3. Lijkt [minderjarige ] de gevolgen van het wonen in Frankrijk te kunnen overzien?
Met betrekking tot haar dagelijks leven lijkt [minderjarige ] goed te overzien wat het betekent
om in Frankrijk te wonen. Zij is bereid om de taal beter te leren en zij houdt contact
met mensen in Nederland Doordat de woning van haar moeder in [plaats A] er nog
gewoon is en zij het voorbeeld heeft van haar grote zus die in [plaats A] blijft om te
studeren, is de weg naar Nederland terug voor haar laagdrempelig mogelijk.
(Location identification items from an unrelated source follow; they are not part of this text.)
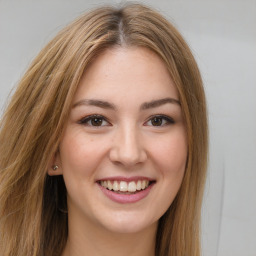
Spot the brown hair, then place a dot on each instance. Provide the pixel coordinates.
(33, 218)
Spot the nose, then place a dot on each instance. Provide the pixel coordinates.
(127, 148)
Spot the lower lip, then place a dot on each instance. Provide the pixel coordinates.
(126, 198)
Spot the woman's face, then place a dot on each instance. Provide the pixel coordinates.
(124, 150)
Haar beeld van de toekomst is concreet. Zij wil al vanaf dat zij klein is, met kleine
kinderen werken.
4. Hoe is de relatie met haar moeder?
[minderjarige ] omschrijft de relatie met haar moeder als goed. Zij lijkt wel in staat om ook het
handelen van moeder kritisch te bezien. Zij voelt zich door moeder gesteund en zij
vindt het logisch dat haar moeder haar de vrijheid gaf om te demonstreren en om naar
Frankrijk te gaan.
5. Hoe was/is de relatie met haar vader? Waarom is er momenteel geen contact met haar
vader?
[minderjarige ] vertelt dat zij eigenlijk nooit een relatie met haar vader heeft ervaren. Hij is
altijd heel boos geweest. Dit is na de scheiding niet veranderd Zij vertelt dat zij niet
met hem in contact kan zijn zolang de boosheid er bij vader is. De spanningen zijn te
groot en de focus op het doel om in Frankrijk te blijven zorgt ervoor dat [minderjarige ] op dit
moment geen ruimte ervaart voor een herstel met haar vader.
6. Wil [minderjarige ] de voorzieningenrechter spreken?
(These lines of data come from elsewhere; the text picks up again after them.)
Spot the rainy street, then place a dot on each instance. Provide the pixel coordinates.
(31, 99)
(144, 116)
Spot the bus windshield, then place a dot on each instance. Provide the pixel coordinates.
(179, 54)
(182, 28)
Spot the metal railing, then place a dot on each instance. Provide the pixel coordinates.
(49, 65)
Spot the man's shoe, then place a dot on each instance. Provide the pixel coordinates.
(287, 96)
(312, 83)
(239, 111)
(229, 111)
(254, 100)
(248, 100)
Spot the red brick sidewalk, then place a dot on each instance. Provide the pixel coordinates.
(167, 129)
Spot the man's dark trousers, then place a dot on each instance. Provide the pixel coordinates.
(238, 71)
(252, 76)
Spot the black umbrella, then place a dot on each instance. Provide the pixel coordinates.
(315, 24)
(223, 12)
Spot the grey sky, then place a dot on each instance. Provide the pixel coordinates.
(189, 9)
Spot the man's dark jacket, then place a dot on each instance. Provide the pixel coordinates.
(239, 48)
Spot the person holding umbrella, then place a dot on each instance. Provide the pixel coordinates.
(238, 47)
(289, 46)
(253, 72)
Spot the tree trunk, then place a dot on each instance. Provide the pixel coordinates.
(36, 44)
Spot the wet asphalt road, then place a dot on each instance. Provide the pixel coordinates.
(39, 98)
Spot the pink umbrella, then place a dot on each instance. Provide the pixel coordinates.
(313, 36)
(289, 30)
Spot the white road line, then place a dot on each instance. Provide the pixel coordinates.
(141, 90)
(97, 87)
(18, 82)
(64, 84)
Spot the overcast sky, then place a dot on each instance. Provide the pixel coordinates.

[minderjarige ] is bereid tot een gesprek met de voorzieningenrechter. Dit zou dan wel een
online gesprek moeten zijn, in verband met school.
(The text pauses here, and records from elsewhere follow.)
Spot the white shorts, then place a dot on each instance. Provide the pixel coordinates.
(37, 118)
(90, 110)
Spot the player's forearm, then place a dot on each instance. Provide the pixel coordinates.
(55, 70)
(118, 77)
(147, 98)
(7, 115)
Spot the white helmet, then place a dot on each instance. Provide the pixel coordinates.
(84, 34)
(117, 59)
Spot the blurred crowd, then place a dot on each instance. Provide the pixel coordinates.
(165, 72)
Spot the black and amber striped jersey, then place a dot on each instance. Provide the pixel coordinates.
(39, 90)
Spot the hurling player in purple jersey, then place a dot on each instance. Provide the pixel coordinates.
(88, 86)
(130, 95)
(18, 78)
7. Kan de bijzondere curator op basis van dit beperkte onderzoek advies uitbrengen over
het fysieke en emotionele welzijn van [minderjarige ] in Frankrijk?
Ik heb geen zorgen over het fysieke welzijn van [minderjarige ] . Met betrekking tot haar welzijn
op alle andere gebieden, zie ik een intelligent meisje dat in staat is tot het maken van
sociaal contact en dat het in Frankrijk zal kunnen redden. Ik weet niet zeker of haar
wensen voor de toekomst samenhangen met de wens om in Frankrijk te kunnen
blijven. Of zij een andere ambitie zal ontwikkelen als haar Frans zo goed is dat zij
onderwijs kan volgen op haar niveau, zal de tijd moeten leren.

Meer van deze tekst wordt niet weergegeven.